Basic Usage#

Using quivr starts with writing some classes which describe the data you’re working with. You write a Table definition using quivr’s Column and Attribute types to describe the data.

Here’s an example, a basic table of X-Y-Z positions:

import quivr as qv

class Positions(qv.Table):
    x = qv.Float64Column()
    y = qv.Float64Column()
    z = qv.Float64Column()

This describes a table with three columns, each holding 64-bit floating point values.
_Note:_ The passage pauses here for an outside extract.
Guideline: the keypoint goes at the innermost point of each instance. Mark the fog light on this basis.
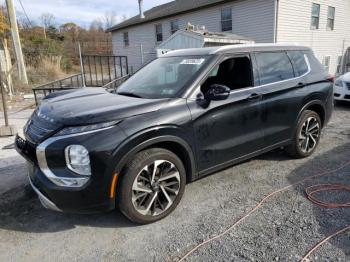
(78, 160)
We can construct an instance of this with Python values using Table.from_kwargs:

positions = Positions.from_kwargs(
    x=[1, 2, 3, 4],
    y=[5, 6, 7, 8],
    z=[9, 10, 11, 12],
)
print(positions)
# Positions(size=4)

The positions instance in this case holds three Arrow Arrays of data, each of length 4. You can access them by their field names as defined on the Positions class:

print(positions.x)
# [
#   1,
#   2,
#   3,
#   4
# ]

Arrow Arrays have an extensive API which supports rich computation. Here are a few examples:

# Convert to a Numpy array and use Numpy methods:
print(positions.x.to_numpy().min())
# 1.0

# Use pyarrow.compute:
import pyarrow.compute as pc
print(pc.min(positions.y))
# 5.0

# Multiply one array by another, element-wise
print(pc.multiply(positions.x, positions.y))
# [
#   5,
#   12,
#   21,
#   32
# ]

Many other constructors are available as well to make an instance from pandas DataFrames, Apache Parquet files, and other input sources.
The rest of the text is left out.